When it comes to newspaper competition, Selkirk is starting to rival big cities. The Record is the town's third paper after the small Selkirk Enterprise started earlier this year.
Meier said she was not happy with her role as the bearer of bad news as the group publisher for Sun Media's stable of nine Manitoba weeklies during the general climate of cutbacks the newspaper industry has experienced over the last few years.
Neither did she agree with the almost industry-wide focus on online content.
"The fact is, many of our readers (in rural southern Manitoba) do not have high-speed Internet in their homes," she said.
Meier said the mission of the new papers is to provide grassroots reporting to connect people to the communities and make the communities stronger.
"Many have told us they would support us," she said, adding that local businesses have told them they appreciate the fact they are being run by longtime residents like herself and her partners, Rick Reimer and Brett Mitchell.
Duncan McMonagle, journalism instructor at Red River College, said, "It's always interesting when someone starts a new paper."
But he said small-town papers need to have an online presence, even if many readers don't have access to high-speed Internet, because it's such a powerful way to involve readers — especially young people from the community.

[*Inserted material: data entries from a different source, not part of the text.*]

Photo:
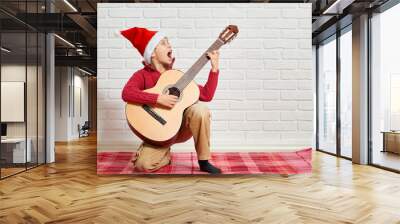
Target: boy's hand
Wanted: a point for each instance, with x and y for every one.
(167, 100)
(214, 58)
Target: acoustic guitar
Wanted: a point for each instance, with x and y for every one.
(159, 125)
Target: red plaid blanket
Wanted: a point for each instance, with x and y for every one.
(296, 162)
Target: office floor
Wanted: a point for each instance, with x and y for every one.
(69, 191)
(387, 159)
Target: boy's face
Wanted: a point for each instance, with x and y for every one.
(163, 53)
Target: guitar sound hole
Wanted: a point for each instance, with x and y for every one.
(174, 91)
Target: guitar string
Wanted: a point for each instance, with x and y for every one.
(196, 67)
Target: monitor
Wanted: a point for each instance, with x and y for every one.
(3, 129)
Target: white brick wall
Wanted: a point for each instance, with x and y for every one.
(264, 98)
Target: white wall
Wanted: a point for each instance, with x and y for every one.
(264, 98)
(67, 78)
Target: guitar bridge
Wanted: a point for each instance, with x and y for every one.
(152, 113)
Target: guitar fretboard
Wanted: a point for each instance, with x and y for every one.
(197, 66)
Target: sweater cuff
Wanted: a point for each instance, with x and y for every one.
(153, 99)
(214, 73)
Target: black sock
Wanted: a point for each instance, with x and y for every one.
(208, 167)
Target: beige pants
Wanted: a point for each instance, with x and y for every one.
(196, 123)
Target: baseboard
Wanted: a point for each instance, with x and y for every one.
(185, 147)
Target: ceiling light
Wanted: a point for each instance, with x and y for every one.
(70, 5)
(84, 71)
(64, 40)
(338, 6)
(5, 50)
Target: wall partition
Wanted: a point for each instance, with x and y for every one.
(334, 94)
(22, 87)
(385, 89)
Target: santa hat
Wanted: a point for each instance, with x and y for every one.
(144, 40)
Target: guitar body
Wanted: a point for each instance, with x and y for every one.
(146, 126)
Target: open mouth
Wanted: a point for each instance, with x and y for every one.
(169, 54)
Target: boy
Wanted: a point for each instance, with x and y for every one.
(157, 54)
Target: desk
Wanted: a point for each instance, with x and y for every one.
(13, 150)
(391, 141)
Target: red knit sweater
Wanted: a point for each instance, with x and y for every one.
(147, 78)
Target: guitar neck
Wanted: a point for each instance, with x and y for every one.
(197, 66)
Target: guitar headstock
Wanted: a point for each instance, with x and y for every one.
(228, 33)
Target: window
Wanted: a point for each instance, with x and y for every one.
(346, 93)
(327, 95)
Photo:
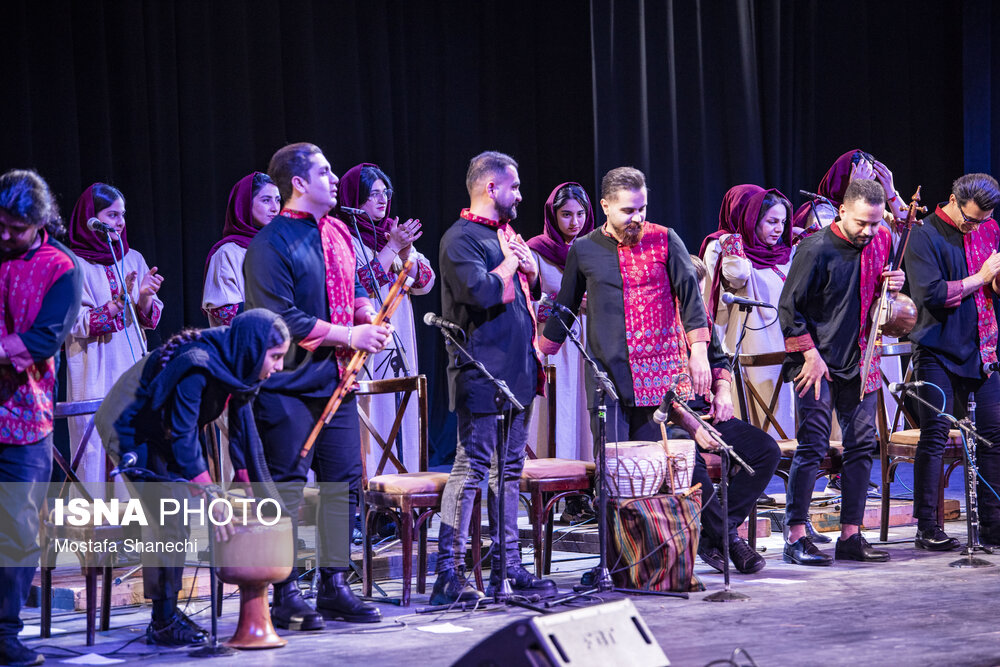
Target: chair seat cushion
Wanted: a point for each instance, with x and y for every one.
(411, 482)
(556, 468)
(789, 446)
(911, 436)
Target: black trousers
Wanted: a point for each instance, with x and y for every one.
(927, 467)
(857, 422)
(753, 445)
(284, 423)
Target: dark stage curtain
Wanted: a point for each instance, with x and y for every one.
(175, 101)
(980, 99)
(704, 95)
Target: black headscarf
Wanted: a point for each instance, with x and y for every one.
(233, 356)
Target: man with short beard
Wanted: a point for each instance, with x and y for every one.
(486, 273)
(40, 285)
(648, 329)
(831, 286)
(953, 262)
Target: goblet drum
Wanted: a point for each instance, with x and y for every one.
(257, 555)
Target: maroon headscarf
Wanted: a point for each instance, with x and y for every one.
(240, 227)
(730, 201)
(742, 212)
(349, 194)
(87, 244)
(837, 178)
(550, 244)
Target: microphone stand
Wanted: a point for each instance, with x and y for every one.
(503, 593)
(213, 649)
(725, 453)
(120, 272)
(398, 355)
(602, 582)
(967, 428)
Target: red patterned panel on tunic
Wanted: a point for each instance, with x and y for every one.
(978, 247)
(27, 393)
(338, 255)
(873, 259)
(657, 343)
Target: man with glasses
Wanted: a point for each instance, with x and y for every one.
(953, 263)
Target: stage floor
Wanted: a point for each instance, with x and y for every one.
(914, 610)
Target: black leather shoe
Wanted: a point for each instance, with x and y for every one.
(803, 552)
(522, 582)
(451, 587)
(711, 556)
(745, 557)
(817, 538)
(179, 630)
(935, 539)
(291, 612)
(856, 547)
(337, 602)
(13, 652)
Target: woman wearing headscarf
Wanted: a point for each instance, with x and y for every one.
(568, 215)
(104, 341)
(157, 410)
(820, 212)
(382, 244)
(749, 257)
(253, 202)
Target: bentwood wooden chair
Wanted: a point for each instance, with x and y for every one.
(411, 498)
(546, 481)
(92, 565)
(898, 440)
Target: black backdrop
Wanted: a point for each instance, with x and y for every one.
(174, 101)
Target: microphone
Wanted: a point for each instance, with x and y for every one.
(896, 387)
(129, 459)
(96, 225)
(552, 303)
(728, 298)
(662, 413)
(433, 320)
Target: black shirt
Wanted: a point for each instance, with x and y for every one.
(285, 273)
(935, 256)
(500, 335)
(821, 298)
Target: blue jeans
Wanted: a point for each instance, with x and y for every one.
(24, 473)
(857, 422)
(927, 466)
(476, 455)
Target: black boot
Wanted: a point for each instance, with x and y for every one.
(290, 611)
(522, 582)
(337, 602)
(451, 586)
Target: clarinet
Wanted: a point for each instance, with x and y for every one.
(971, 497)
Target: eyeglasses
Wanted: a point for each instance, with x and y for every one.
(973, 221)
(376, 195)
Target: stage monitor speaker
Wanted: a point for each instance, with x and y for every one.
(598, 636)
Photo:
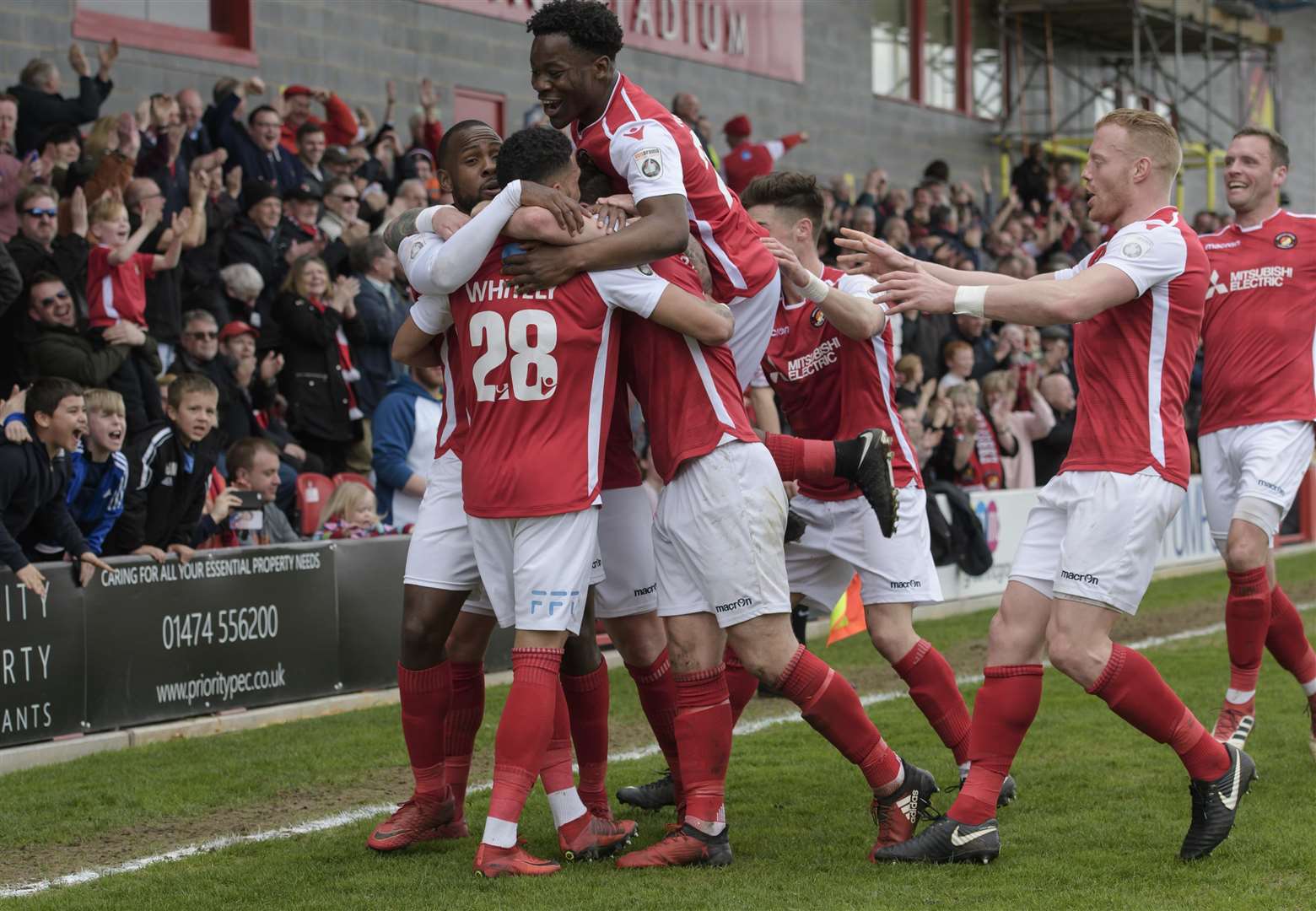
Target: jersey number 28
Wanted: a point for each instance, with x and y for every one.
(533, 369)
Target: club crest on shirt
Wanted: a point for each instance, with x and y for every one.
(1135, 248)
(649, 162)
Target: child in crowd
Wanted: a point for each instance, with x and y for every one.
(32, 488)
(98, 469)
(350, 514)
(170, 467)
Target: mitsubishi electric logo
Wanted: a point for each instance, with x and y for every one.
(1216, 286)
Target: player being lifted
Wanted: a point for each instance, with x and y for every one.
(648, 153)
(832, 364)
(1090, 544)
(1259, 402)
(537, 380)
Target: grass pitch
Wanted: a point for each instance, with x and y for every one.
(1098, 824)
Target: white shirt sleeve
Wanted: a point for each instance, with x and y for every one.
(434, 267)
(1148, 256)
(636, 288)
(648, 157)
(432, 314)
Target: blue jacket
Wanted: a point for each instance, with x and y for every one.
(374, 354)
(105, 511)
(404, 432)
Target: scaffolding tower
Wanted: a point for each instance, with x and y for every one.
(1205, 65)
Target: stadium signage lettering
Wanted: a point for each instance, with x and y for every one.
(752, 35)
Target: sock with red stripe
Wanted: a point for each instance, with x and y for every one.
(463, 723)
(832, 707)
(587, 699)
(523, 739)
(1003, 711)
(704, 740)
(1287, 641)
(1247, 622)
(801, 460)
(742, 685)
(1136, 692)
(932, 686)
(425, 697)
(658, 702)
(565, 800)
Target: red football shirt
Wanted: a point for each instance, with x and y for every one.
(116, 293)
(833, 387)
(648, 152)
(1259, 329)
(688, 391)
(1135, 361)
(540, 375)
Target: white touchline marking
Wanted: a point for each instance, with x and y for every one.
(349, 817)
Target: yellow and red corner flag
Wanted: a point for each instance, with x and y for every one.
(848, 614)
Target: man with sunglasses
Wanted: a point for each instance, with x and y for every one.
(57, 345)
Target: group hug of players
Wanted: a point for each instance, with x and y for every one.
(541, 319)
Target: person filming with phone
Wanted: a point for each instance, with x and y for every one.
(244, 514)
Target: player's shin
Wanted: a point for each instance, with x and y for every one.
(1003, 711)
(523, 739)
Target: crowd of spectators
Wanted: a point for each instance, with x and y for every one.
(211, 275)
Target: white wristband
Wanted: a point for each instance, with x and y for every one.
(970, 299)
(816, 290)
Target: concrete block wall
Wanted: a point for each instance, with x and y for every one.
(353, 45)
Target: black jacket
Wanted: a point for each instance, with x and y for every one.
(312, 378)
(40, 111)
(164, 499)
(246, 242)
(32, 493)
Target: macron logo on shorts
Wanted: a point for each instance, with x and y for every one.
(1086, 578)
(731, 606)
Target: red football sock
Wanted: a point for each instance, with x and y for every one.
(658, 701)
(557, 756)
(801, 460)
(587, 699)
(1003, 709)
(932, 686)
(1247, 622)
(1135, 690)
(425, 697)
(524, 730)
(463, 723)
(742, 685)
(704, 740)
(1287, 641)
(832, 707)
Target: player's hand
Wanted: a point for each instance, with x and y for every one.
(791, 269)
(871, 257)
(564, 208)
(185, 553)
(87, 566)
(540, 267)
(918, 291)
(153, 552)
(32, 577)
(611, 215)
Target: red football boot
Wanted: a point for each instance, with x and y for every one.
(423, 817)
(683, 845)
(516, 861)
(590, 838)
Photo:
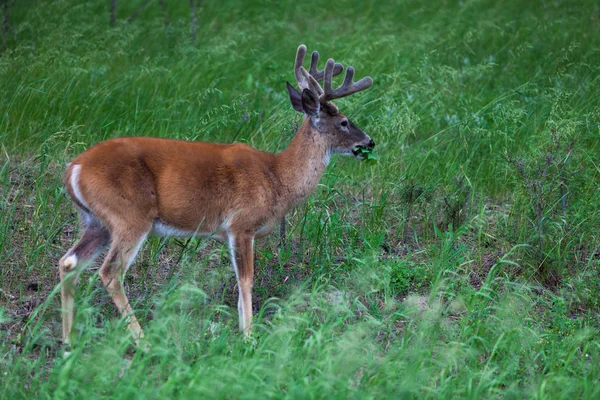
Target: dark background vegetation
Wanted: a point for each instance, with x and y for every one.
(464, 263)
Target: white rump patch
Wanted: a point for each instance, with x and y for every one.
(133, 252)
(75, 184)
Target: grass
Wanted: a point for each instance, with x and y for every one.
(464, 263)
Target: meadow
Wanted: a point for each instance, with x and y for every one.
(464, 263)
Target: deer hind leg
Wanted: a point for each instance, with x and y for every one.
(121, 255)
(95, 238)
(242, 258)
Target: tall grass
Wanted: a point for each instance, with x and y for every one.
(465, 263)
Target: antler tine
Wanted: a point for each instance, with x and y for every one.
(302, 82)
(319, 75)
(347, 88)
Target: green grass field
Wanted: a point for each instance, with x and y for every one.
(465, 263)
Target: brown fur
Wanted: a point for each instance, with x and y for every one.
(131, 186)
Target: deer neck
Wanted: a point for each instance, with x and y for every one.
(302, 164)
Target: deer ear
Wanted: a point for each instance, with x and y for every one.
(295, 98)
(310, 103)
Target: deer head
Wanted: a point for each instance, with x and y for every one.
(340, 134)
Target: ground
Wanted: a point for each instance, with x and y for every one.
(465, 262)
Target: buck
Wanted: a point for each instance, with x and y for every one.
(128, 188)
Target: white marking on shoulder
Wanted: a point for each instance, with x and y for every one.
(70, 262)
(75, 184)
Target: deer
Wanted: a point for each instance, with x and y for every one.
(125, 189)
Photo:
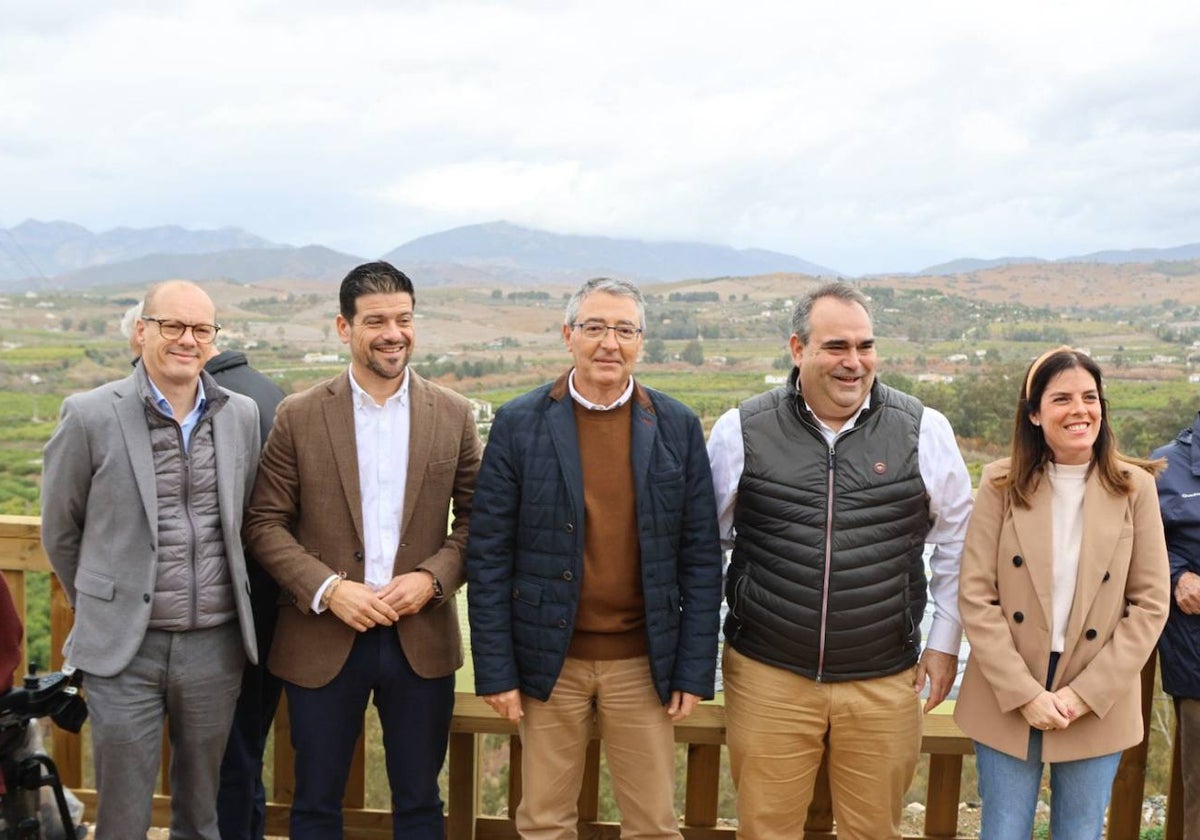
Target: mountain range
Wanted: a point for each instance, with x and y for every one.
(61, 255)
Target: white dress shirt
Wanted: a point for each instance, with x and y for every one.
(381, 437)
(946, 480)
(594, 406)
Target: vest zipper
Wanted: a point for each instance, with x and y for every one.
(193, 606)
(832, 465)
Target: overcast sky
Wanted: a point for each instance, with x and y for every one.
(863, 136)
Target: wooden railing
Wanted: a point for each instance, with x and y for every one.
(703, 732)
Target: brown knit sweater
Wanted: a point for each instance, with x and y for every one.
(611, 618)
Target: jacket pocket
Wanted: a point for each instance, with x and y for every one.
(97, 586)
(526, 600)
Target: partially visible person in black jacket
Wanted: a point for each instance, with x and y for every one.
(241, 801)
(1179, 498)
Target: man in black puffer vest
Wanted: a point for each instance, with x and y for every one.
(828, 489)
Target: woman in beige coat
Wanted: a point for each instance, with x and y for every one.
(1063, 592)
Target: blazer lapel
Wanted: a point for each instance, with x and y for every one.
(339, 409)
(131, 413)
(646, 429)
(1035, 534)
(561, 423)
(421, 418)
(225, 442)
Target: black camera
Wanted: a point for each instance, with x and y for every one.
(53, 695)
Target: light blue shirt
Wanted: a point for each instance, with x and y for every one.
(187, 425)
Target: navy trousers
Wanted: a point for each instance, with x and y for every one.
(241, 799)
(325, 724)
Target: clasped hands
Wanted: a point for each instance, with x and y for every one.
(363, 607)
(508, 705)
(1055, 709)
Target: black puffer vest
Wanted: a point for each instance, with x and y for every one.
(827, 577)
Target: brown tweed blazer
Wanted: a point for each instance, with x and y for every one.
(305, 523)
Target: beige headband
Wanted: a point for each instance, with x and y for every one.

Among other things, Meier said they are working at getting on the radar screen of the provincial and federal governments to ensure that her papers are part of media buys for government ad campaigns.
Next is to establish a presence in the national commercial ad market and then they will also try to capture some of the regional flyer business.
Mike Johnson, president of the Manitoba Community Newspapers Association, said no one escaped the effects of the global recession, but Manitoba community newspapers certainly did not bear the brunt of it.
"This is a pretty stable industry," said Johnson, publisher/owner of the Baldur-Glenboro Gazette. "We're holding our own. Revenues in the industry have been fairly stable over the past number of years."
But that's not say there is plenty of growth, however.
There are close to 50 members of the Manitoba Community Newspapers Association with about half of them independently owned and the rest owned by Sun Media, Glacier Media Group and Canstar Community News Ltd. (a division of FP Newspapers, the company that owns the Free Press).
Martin Cash has been writing a column and business news at the Free Press since 1989. Over those years he’s written through a number of business cycles and the rise and fall (and rise) in fortunes of many local businesses.